It is absoutely important to do our homework before buying anything, I totally agree. However, the web can be a bit too informative for someone just getting started with Japanese kitchen knives.
I remember when I just started as a knifenut, I was just like everyone, crazy buying all sorts knives, right or wrong, suits me or not. From 90mm paring to a 300mm yanagi.
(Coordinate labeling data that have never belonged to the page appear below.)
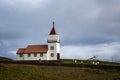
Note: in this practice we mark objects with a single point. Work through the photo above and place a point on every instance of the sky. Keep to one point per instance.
(86, 28)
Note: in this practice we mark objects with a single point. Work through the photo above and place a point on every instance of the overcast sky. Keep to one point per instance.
(87, 28)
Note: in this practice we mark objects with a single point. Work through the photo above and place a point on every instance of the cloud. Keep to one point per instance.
(106, 51)
(24, 5)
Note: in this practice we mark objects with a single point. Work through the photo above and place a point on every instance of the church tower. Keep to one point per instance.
(53, 45)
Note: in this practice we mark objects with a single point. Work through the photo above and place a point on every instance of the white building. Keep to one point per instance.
(49, 52)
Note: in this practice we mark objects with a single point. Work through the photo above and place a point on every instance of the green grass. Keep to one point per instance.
(33, 72)
(70, 61)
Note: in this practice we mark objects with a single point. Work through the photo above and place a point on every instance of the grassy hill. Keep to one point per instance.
(37, 72)
(5, 59)
(33, 72)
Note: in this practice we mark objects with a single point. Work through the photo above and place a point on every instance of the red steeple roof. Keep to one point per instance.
(53, 30)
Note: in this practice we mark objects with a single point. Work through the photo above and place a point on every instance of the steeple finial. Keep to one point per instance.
(53, 31)
(53, 24)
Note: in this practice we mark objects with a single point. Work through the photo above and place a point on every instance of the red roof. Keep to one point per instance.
(33, 49)
(53, 31)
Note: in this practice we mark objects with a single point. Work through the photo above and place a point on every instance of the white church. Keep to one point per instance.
(49, 52)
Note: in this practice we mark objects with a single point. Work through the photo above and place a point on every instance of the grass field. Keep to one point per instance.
(36, 72)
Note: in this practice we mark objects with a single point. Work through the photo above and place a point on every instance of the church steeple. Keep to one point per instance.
(53, 30)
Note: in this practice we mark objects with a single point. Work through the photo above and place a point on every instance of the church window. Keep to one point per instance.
(35, 55)
(29, 55)
(41, 55)
(21, 55)
(52, 54)
(52, 48)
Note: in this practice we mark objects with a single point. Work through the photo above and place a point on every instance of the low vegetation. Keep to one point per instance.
(37, 72)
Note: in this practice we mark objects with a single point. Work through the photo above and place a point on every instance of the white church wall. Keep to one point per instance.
(32, 57)
(55, 51)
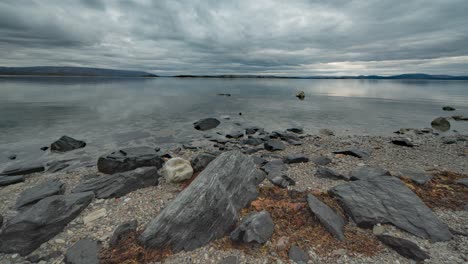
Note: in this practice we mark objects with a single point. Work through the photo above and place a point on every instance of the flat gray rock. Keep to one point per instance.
(332, 221)
(256, 227)
(387, 200)
(39, 192)
(209, 207)
(129, 159)
(120, 184)
(30, 228)
(367, 172)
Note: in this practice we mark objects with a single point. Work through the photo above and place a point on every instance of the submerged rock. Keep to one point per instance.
(208, 207)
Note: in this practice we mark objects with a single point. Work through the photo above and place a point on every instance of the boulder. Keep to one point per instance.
(201, 160)
(206, 124)
(122, 231)
(209, 207)
(387, 200)
(39, 192)
(441, 124)
(85, 251)
(332, 221)
(119, 184)
(256, 227)
(404, 247)
(30, 228)
(367, 172)
(177, 170)
(129, 159)
(66, 143)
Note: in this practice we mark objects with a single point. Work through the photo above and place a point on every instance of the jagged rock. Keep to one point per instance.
(274, 145)
(201, 160)
(386, 200)
(332, 221)
(441, 124)
(296, 158)
(358, 153)
(39, 192)
(208, 207)
(206, 124)
(367, 172)
(123, 230)
(404, 247)
(177, 170)
(129, 159)
(119, 184)
(85, 251)
(66, 143)
(323, 172)
(256, 227)
(7, 180)
(30, 228)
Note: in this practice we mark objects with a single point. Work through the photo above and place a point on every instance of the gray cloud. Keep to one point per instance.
(304, 37)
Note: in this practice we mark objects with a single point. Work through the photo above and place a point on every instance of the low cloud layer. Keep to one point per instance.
(305, 37)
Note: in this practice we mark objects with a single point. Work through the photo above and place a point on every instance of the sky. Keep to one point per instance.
(264, 37)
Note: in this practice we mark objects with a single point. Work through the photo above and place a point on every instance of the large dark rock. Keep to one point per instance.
(200, 161)
(256, 227)
(367, 172)
(206, 124)
(209, 207)
(129, 159)
(332, 221)
(404, 247)
(120, 184)
(66, 143)
(386, 200)
(30, 228)
(85, 251)
(39, 192)
(8, 180)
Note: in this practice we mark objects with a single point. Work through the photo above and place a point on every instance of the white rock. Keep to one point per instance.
(94, 216)
(177, 170)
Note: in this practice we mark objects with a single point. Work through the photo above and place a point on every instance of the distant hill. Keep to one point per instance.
(71, 71)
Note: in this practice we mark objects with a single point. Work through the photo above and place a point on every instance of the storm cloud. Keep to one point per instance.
(304, 37)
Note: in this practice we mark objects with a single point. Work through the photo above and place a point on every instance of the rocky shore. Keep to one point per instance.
(245, 196)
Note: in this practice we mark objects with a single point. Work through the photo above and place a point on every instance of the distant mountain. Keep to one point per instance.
(71, 71)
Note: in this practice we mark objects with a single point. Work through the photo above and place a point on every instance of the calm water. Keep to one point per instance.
(114, 112)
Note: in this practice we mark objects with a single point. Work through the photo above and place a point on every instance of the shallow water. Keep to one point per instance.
(108, 112)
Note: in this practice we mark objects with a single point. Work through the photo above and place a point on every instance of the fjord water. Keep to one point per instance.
(110, 112)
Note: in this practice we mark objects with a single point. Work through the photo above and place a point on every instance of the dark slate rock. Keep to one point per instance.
(129, 159)
(358, 153)
(332, 221)
(405, 142)
(387, 200)
(274, 145)
(298, 255)
(256, 227)
(206, 124)
(8, 180)
(85, 251)
(441, 124)
(120, 184)
(122, 231)
(367, 172)
(321, 160)
(66, 143)
(404, 247)
(209, 207)
(201, 160)
(30, 228)
(295, 158)
(39, 192)
(323, 172)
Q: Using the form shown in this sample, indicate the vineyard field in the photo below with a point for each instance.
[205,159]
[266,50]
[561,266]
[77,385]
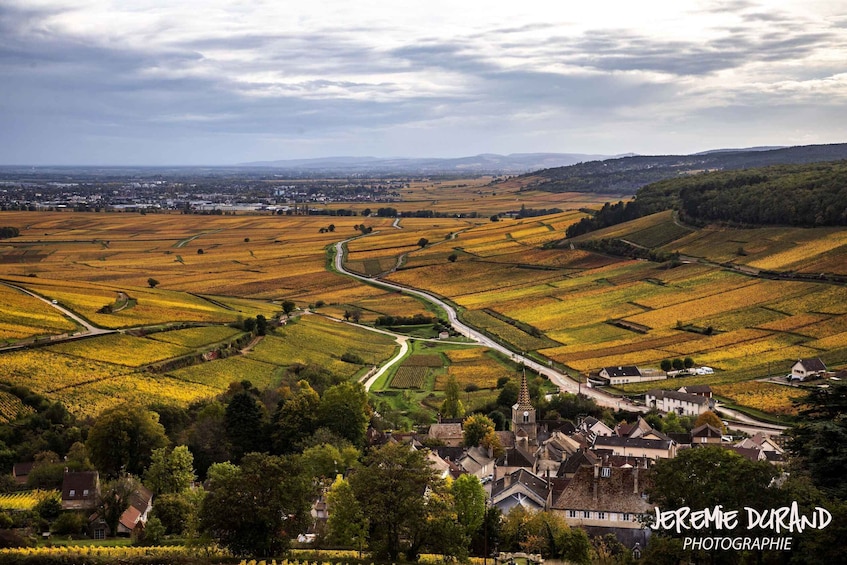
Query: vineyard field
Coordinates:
[410,376]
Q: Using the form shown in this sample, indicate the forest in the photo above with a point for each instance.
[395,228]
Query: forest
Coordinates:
[811,195]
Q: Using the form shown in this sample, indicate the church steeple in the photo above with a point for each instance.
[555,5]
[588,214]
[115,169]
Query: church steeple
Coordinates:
[524,402]
[523,415]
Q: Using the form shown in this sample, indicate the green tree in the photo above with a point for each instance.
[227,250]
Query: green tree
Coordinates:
[469,498]
[545,533]
[391,487]
[452,406]
[123,439]
[326,460]
[475,428]
[708,476]
[115,497]
[170,471]
[344,410]
[818,441]
[257,509]
[295,420]
[207,437]
[245,424]
[174,511]
[445,535]
[347,524]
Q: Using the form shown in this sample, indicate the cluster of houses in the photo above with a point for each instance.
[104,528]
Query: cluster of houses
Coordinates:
[810,369]
[80,492]
[591,474]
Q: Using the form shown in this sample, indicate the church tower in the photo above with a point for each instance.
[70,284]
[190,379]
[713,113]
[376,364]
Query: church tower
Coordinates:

I read (the long gone) Knife Forums, and all the reviews that I can find; carefully compare the test reports, and do my research in order to figure out which knife, steel, grind, maker, profile, length (the list goes on), that I might (never) need.
While I completely agree that the posts and reviews are extremely useful and informative, I can also fully understand how it can confuse someone that has just dived into the world of Japanese kitchen knives, as there are just so many terms in J knives, too many aspects that defines a good knife, too many steel types, and too many knife profiles.
I have received emails from customers that are using Victorinox yet trying to discuss about the difference between blue steel vs aogami super and “the impact of cladding to the performance” which I wasn’t even sure if I understood the question. I had to reply back nicely saying at this stage he probably can’t really feel the difference, based on the fact that he had zero experience of J-knives. This is a classic example of over researching on the Internet.
Everyone's situation is different
Reviews and comments are sometimes limited to what the knives the reviewer have used before, and what he / she are cutting with. One can only have access to a certain number of knives, hence the reviews are only valid in the samples that the reviewer have experienced. Sometimes a review is just based on a quick session with very limited cutting, and limited produce to cut with. Sometimes a reviewer loves to cut vegetable but if you are a meat lover, the review therefore has limited meaning because for example, the food penetration which is vital to cutting rock vege like potato is not as important when you are primarily dealing with raw protein. A reviewer may prefer a Gytuo that is tall, with large flat spot, and a pointy tip since he does a lot of slice-n-dice as well as push cutting, but it could be completely irrelevant to someone who is coming from a German style knife and primarily does rocking. What I am trying to say is, it is hard for one who is just starting to truly identify what is really important for he or she AT THIS STAGE.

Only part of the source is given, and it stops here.